Rowntree threw her phone and belongings down, rushed into the water and pulled the 2-year-old boy, Carlos, to safety. She began doing CPR, which she’d learned as a kid herself, but had never had to use.
“He was blue, so I immediately put my hands right here,” Rowntree said, putting her fingers on her neck. “Couldn’t feel anything.”
As she performed CPR, the boy’s aunt called 911 and a dispatcher helped walk Rowntree through what to do, using the Bee Gees hit Stayin’ Alive as the rhythm for chest compressions.
Officer John Hyde was the first to arrive, just minutes after the call for a possible drowning.

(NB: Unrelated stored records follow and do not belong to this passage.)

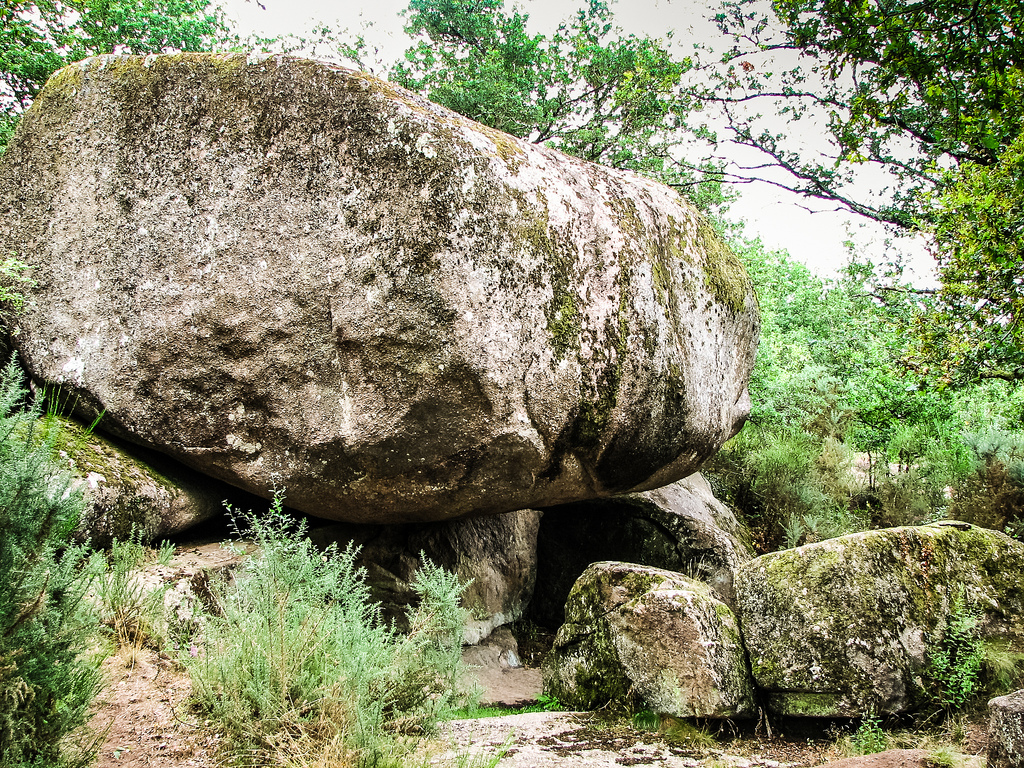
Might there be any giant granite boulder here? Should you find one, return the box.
[736,522,1024,717]
[0,54,758,522]
[544,562,754,718]
[529,473,753,627]
[56,419,226,546]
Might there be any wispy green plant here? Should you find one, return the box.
[182,495,473,765]
[839,715,890,757]
[97,532,166,648]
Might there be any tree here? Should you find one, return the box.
[390,0,724,214]
[0,0,227,151]
[696,0,1024,384]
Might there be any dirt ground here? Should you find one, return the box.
[92,543,986,768]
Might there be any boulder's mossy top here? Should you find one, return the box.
[0,53,758,522]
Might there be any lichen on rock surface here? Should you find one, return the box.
[735,522,1024,717]
[544,562,754,718]
[0,53,758,523]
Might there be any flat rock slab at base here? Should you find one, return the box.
[987,690,1024,768]
[0,53,759,523]
[736,522,1024,717]
[827,750,929,768]
[462,627,543,709]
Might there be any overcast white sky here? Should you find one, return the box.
[223,0,930,282]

“We’re thinking the worst at that point just trying to get there as fast as we can,” he said.
Seconds later, officer Rafael Cortes drove his motorcycle up near the pond and helped flip Carlos over with Hyde’s help and pat his back. Body camera video shows the pair begging the boy to spit up water and breathe.
Firefighters arrived soon after and confirmed he was breathing but still had water in his lungs.

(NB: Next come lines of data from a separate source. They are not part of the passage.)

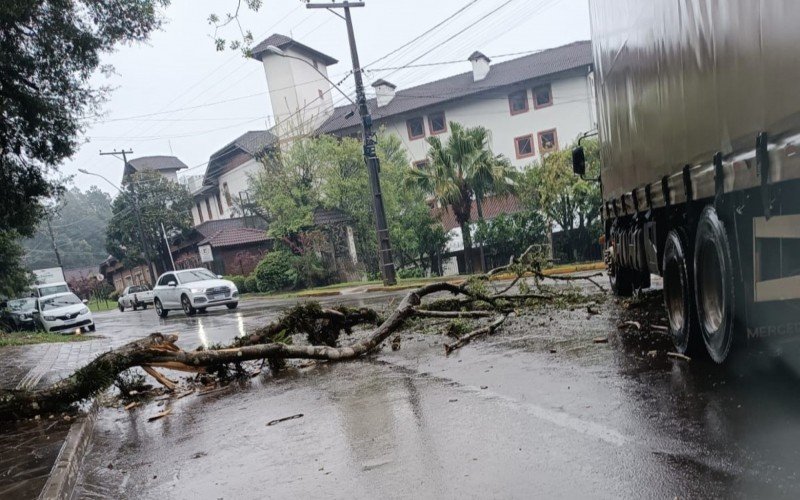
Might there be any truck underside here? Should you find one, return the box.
[603,133,800,363]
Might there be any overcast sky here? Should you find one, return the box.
[69,0,589,194]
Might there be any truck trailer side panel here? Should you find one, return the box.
[591,0,800,200]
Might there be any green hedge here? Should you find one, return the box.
[254,250,298,292]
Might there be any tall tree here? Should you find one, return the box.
[519,140,602,260]
[23,186,111,269]
[0,0,167,292]
[106,171,193,273]
[408,122,513,274]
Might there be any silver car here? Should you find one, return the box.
[153,267,239,318]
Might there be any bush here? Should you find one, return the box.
[225,275,248,293]
[292,251,333,288]
[397,267,425,280]
[254,250,298,292]
[240,273,258,293]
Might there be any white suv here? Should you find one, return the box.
[153,267,239,318]
[33,292,95,332]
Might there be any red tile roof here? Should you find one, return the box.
[431,196,524,231]
[197,227,269,248]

“They actually gave him some oxygen and that’s when he actually took his first big breath and it was like 'phew' and we actually knew he was going to be okay then,” Hyde said. “Without her, we wouldn’t have had a chance.”

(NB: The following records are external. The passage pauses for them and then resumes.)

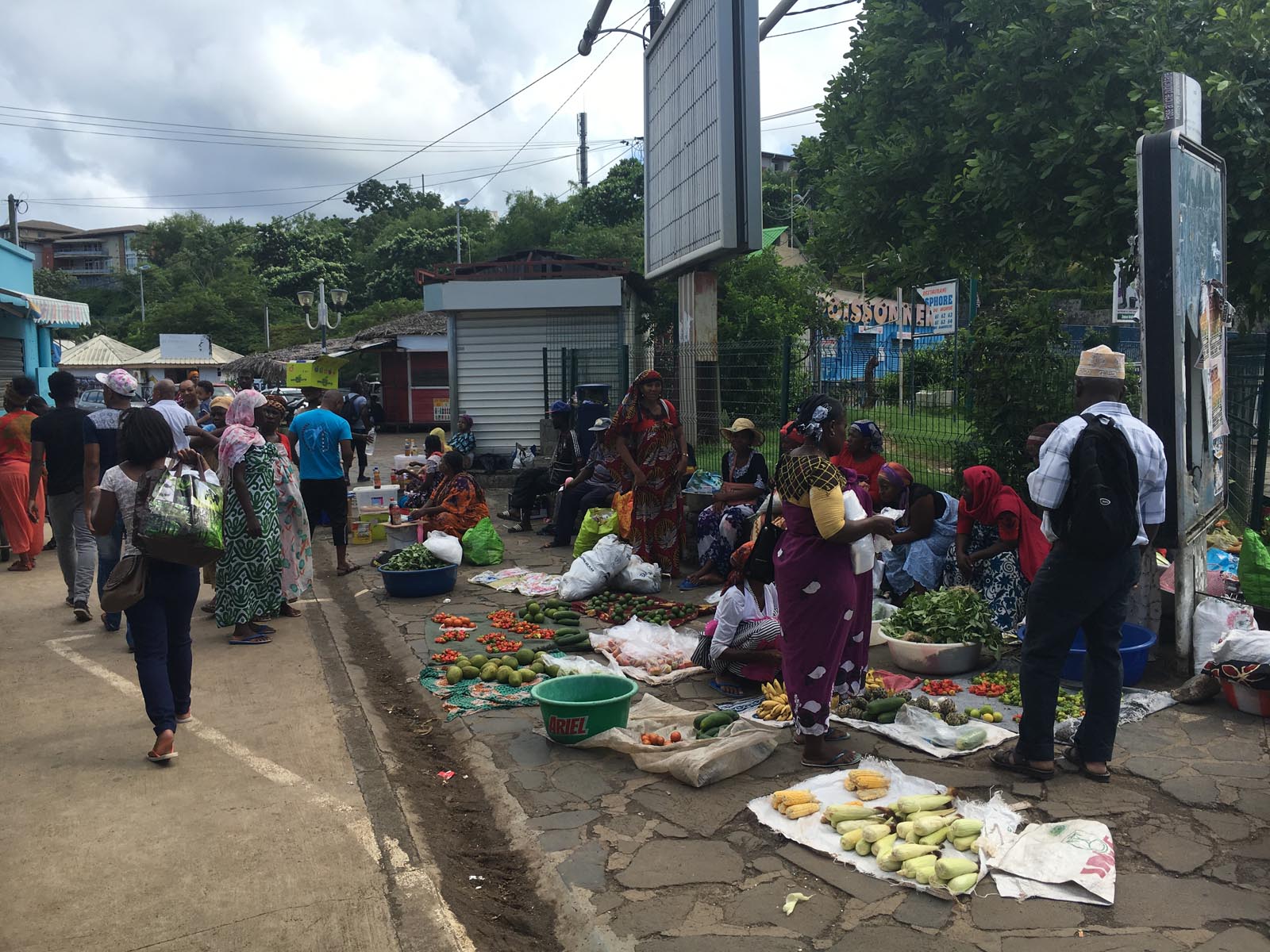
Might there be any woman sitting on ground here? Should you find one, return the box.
[692,542,781,697]
[410,449,489,541]
[679,416,771,590]
[944,466,1049,631]
[833,420,885,509]
[878,463,956,605]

“We’re very thankful she was there because every second counts,” Cortes said. “She made all the difference in the world for that kid.”
At Monday’s city council meeting, the city awarded Rowntree with a plaque, recognizing her efforts, and Carlos’ family was reunited with her and the officers.
“I think it’s amazing that they’re doing that. I think it’s well deserved,” Leslie Resendiz, Carlos’ mom said. “That day I literally went and hugged her and cried with her and told her that I was so thankful.”
Rowntree also met Cortes and Hyde for the first time giving them flowers and packages of life savers.
“I’m just so thankful we have a police department like you,” she said.
Rowntree, a mother of four, said she’s now a strong supporter of Collin’s Hope, a group focused on water safety and providing free swimming and CPR lessons.
“it’s so important to us that this is not a problem anymore,” she said.